И никогда почему-то после рассказа о монастыре он больше не ставил при мне пластинку «Последний вальс».

За обедом Поростаев предложил мне водку. Сам он за все время, пока шел бой, не выпил ни капли. Я, конечно, тоже не согрешил.

У Поростаева за обедом — и вообще весь день, даже когда его никто не вызывал к телефону,— был такой вид, словно он все время к чему-то прислушивается, ни на минуту не забывает о том, что идет бой за Коровитчино. Но порою он вдруг возьмет да и расскажет что-нибудь не имеющее никакого отношения к событиям дня. Может быть, он это делает сознательно — дает голове отдых.

В одну из минут затишья я узнал от него, как совсем недавно Куницын невольно добавил горя жене убитого комиссара одного полка.

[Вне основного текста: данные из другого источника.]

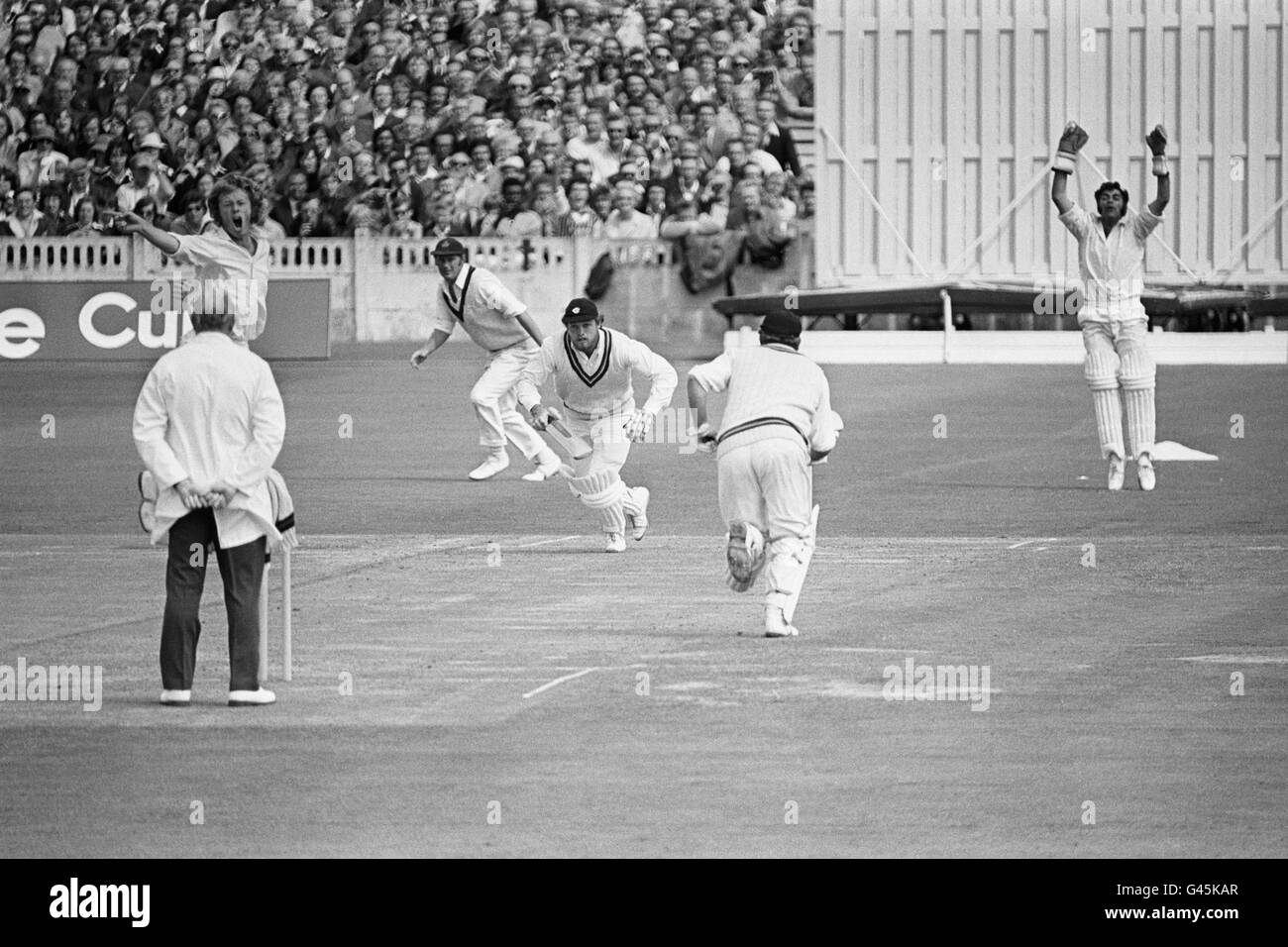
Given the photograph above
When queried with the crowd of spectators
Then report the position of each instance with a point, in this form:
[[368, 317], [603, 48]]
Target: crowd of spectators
[[416, 119]]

Куницын очень ценил этого человека. Как только он узнал, что комиссар убит, он распорядился, чтобы жене комиссара были отправлены все его личные вещи, вместе с извещением о гибели.

И вот в посылке среди дорогих для жены покойного вещей она вдруг нашла белье женщины, с которой комиссар сошелся на фронте.

Оскорбленная жена прислала Куницыну письмо: она прокляла его за такую «заботу», за то, что он убил в ней то чувство, которое она сохраняла к мужу.

7 июля.

В шесть часов утра немцы ворвались в Коровитчино. Через несколько часов бойцы Балабухи выбили их из деревни, захватили две противотанковые пушки, несколько пулеметов, пленных. Отбить Коровитчино обратно помогла наша авиация — она метко бомбила боевые порядки немцев.

За обедом военком и начальник корпусной артиллерии выпили по сто граммов. Поростаев и сегодня не прикоснулся к стакану. Он рассказал нам о семилетием мальчике. Этот малыш живет в блиндаже у командира 7-й гвардейской дивизии генерала Бедина. Его бросила мать: она вскочила в машину, оттолкнула его от себя и убежала с немцами.

Мальчик одет как игрушечный солдатик — куколка: ему сшили по распоряжению Бедина крошечное красноармейское обмундирование. Когда с ним кто-нибудь здоровается, он берет под козырек и рапортует: «Сержант Иванов!» Если же с ним поздороваться, застав его врасплох (грязные руки или перекошен пояс), он сначала вымоет руки, заправит как следует гимнастерку и только тогда подойдет, щелкнет каблуками, возьмет под козырек и представится: «Сержант Иванов!»

Однажды «сержант Иванов» во время сильного минометного обстрела лежал под крутым берегом Редьи. Бедин лежал рядом и прижимал его к себе рукой. Мины рвались совсем близко, и осколки ехидно выли над головами. Одна мина попала в реку, обдала их обоих водой и мокрым песком.

Мальчик мгновенно вскочил и крикнул:

— Командир, не бойся — смотри, сколько рыбы наглушили, идем ловить!

Но этот же «сержант Иванов» боится ходить вечером у небольшого озерка возле КП дивизии; говорит, что его может схватить и утащить в омут лягушка.

9 июля. Кузьмино.

Наконец мы остались с «генерал-солдатом» одни,— правда, нас охраняет автоматчик, но он шагает следом за нами метрах в двадцати.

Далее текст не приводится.